Regex Dos in Django with Cockroachdb
Regex Dos in Django with Cockroachdb — how this specific combination creates or exposes the vulnerability
A Regex Denial-of-Service (ReDoS) occurs when a regular expression exhibits catastrophic backtracking on crafted input. In Django applications using CockroachDB, the risk arises from the interaction between complex regex patterns in Python code and how data is stored and retrieved from CockroachDB. CockroachDB is PostgreSQL-wire compatible; Django typically interacts with it through database drivers and an ORM that does not inherently sanitize or optimize regex usage. If user-controlled data (such as query parameters or request bodies) is used to build dynamic regex patterns, or if regex validation is applied to fields that are later stored in CockroachDB, an attacker can supply payloads that cause exponential time complexity during matching.

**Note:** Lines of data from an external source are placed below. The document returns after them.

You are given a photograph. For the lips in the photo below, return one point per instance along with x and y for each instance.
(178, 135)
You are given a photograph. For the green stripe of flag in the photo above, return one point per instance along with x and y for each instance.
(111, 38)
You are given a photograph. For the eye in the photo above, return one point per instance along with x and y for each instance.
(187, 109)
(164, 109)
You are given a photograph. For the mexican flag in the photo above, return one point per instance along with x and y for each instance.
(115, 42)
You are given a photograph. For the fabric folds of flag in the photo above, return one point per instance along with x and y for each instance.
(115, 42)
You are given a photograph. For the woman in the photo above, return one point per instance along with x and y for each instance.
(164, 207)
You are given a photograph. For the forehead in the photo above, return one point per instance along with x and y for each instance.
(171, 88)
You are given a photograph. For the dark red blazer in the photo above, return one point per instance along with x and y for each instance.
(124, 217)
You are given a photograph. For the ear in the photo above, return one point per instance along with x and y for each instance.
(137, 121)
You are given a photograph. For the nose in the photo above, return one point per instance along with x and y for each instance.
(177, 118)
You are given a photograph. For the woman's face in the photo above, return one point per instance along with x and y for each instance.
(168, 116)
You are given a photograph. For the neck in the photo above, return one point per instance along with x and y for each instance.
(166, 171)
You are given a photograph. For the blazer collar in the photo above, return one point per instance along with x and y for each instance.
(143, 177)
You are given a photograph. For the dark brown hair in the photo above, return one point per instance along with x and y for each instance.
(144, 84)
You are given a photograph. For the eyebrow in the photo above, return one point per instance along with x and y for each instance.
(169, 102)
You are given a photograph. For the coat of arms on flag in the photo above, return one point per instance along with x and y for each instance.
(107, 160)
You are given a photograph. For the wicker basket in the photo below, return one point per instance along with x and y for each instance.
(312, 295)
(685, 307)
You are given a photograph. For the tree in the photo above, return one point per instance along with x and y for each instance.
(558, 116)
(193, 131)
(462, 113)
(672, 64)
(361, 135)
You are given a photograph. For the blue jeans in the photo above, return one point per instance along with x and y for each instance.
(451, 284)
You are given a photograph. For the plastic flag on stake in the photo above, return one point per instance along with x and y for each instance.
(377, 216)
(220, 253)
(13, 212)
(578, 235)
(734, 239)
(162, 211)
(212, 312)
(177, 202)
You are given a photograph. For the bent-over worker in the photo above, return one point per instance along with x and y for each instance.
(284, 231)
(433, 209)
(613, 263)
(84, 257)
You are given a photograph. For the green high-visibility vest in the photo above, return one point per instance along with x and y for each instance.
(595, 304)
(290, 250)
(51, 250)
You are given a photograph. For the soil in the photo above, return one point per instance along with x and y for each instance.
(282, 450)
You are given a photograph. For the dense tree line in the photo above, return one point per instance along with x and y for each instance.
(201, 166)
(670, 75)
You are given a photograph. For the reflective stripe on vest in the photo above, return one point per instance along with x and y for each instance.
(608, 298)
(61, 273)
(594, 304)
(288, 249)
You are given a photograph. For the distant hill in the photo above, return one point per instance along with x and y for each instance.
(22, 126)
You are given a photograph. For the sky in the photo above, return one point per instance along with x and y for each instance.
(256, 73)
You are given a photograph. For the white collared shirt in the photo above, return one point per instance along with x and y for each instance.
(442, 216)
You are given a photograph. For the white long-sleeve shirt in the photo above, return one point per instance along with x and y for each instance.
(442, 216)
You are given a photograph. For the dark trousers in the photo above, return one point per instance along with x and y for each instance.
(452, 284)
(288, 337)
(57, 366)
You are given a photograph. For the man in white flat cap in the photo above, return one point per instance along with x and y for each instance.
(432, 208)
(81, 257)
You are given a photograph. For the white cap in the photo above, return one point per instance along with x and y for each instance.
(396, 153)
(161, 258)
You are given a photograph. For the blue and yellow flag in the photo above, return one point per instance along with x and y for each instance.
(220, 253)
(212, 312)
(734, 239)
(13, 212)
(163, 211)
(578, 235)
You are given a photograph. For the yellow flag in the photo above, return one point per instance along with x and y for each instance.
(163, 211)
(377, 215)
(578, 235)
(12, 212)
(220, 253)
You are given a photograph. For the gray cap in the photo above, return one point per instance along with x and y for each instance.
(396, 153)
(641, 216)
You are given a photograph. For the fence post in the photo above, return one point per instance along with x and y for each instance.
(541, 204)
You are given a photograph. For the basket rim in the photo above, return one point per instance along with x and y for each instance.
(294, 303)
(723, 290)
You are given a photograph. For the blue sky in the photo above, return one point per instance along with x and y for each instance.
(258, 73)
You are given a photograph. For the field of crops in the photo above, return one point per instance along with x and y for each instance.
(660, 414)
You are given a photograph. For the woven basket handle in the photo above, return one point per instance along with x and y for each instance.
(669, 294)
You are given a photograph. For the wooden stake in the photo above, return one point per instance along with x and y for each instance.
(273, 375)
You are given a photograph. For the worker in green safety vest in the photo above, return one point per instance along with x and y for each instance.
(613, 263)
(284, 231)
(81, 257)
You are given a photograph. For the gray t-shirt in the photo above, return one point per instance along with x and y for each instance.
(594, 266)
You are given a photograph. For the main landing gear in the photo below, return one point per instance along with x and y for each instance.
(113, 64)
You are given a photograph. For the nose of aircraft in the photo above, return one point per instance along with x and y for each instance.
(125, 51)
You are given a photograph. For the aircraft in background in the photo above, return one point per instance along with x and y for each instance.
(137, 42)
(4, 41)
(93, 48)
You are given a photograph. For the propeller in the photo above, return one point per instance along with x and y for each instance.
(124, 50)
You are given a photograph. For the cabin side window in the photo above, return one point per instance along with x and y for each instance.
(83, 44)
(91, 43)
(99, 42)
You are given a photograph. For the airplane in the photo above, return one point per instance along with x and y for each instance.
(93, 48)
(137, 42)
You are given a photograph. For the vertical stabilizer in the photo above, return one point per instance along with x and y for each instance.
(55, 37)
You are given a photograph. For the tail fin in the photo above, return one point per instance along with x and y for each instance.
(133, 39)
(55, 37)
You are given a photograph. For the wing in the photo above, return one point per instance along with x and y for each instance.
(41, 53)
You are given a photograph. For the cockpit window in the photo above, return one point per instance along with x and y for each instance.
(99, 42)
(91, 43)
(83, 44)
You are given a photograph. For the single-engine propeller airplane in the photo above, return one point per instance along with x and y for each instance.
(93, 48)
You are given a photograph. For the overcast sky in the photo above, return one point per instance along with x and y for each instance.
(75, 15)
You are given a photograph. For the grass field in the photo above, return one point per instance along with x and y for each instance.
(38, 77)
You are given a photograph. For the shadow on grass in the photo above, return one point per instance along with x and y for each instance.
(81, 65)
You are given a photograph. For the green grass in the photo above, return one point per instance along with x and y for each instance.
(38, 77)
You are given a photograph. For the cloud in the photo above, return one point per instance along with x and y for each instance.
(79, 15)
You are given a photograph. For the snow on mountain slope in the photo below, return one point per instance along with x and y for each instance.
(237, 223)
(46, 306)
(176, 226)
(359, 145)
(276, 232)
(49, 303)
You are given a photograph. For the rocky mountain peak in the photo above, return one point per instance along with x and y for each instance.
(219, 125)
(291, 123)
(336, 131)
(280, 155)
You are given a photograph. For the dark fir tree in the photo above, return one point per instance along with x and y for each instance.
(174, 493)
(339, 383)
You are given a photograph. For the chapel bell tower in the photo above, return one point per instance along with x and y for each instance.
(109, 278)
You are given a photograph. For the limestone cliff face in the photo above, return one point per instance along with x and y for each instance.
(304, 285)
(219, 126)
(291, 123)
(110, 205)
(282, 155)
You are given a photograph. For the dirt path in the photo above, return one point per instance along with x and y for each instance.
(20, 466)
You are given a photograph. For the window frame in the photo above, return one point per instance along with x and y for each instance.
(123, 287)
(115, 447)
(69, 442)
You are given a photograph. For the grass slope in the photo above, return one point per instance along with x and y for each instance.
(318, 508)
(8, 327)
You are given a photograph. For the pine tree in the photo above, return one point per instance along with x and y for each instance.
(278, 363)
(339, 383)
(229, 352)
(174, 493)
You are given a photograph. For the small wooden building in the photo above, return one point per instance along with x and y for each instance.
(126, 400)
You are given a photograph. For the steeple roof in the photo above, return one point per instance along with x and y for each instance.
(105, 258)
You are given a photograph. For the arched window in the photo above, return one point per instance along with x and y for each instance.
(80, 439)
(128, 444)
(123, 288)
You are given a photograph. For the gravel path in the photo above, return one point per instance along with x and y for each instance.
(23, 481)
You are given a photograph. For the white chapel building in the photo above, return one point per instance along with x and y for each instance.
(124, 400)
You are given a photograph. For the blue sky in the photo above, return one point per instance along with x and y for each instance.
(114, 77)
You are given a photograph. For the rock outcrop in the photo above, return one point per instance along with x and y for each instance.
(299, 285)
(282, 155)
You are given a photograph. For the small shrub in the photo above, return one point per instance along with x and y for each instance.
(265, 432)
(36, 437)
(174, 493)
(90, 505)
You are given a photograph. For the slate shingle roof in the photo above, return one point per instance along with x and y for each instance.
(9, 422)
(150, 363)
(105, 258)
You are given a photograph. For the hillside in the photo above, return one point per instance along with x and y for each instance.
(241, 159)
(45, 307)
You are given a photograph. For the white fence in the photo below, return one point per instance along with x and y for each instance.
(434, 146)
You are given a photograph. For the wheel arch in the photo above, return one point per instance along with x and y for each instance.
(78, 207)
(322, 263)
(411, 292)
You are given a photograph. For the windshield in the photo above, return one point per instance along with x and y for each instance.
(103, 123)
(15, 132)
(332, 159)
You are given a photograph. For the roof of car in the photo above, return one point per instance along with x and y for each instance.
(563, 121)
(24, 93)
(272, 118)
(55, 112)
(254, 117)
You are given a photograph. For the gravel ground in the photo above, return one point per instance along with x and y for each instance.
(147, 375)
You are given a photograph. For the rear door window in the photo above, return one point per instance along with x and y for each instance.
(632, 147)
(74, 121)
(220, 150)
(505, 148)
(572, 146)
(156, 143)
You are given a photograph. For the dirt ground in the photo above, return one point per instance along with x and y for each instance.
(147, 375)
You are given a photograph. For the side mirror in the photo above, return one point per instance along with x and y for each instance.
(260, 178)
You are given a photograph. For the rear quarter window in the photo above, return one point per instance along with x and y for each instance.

Consider a Django view that validates an identifier against a pattern before using it in a CockroachDB query:
import re
from django.http import HttpResponseBadRequest
def user_lookup(request):
username = request.GET.get('username', '')
# Dangerous: user input directly influences the regex
pattern = f'^{username}@example\\.com$'
if not re.match(pattern, 'test@example.com'):
return HttpResponseBadRequest('Invalid')
# Proceed to query CockroachDB via Django ORM
from myapp.models import User
users = User.objects.filter(email=username + '@example.com')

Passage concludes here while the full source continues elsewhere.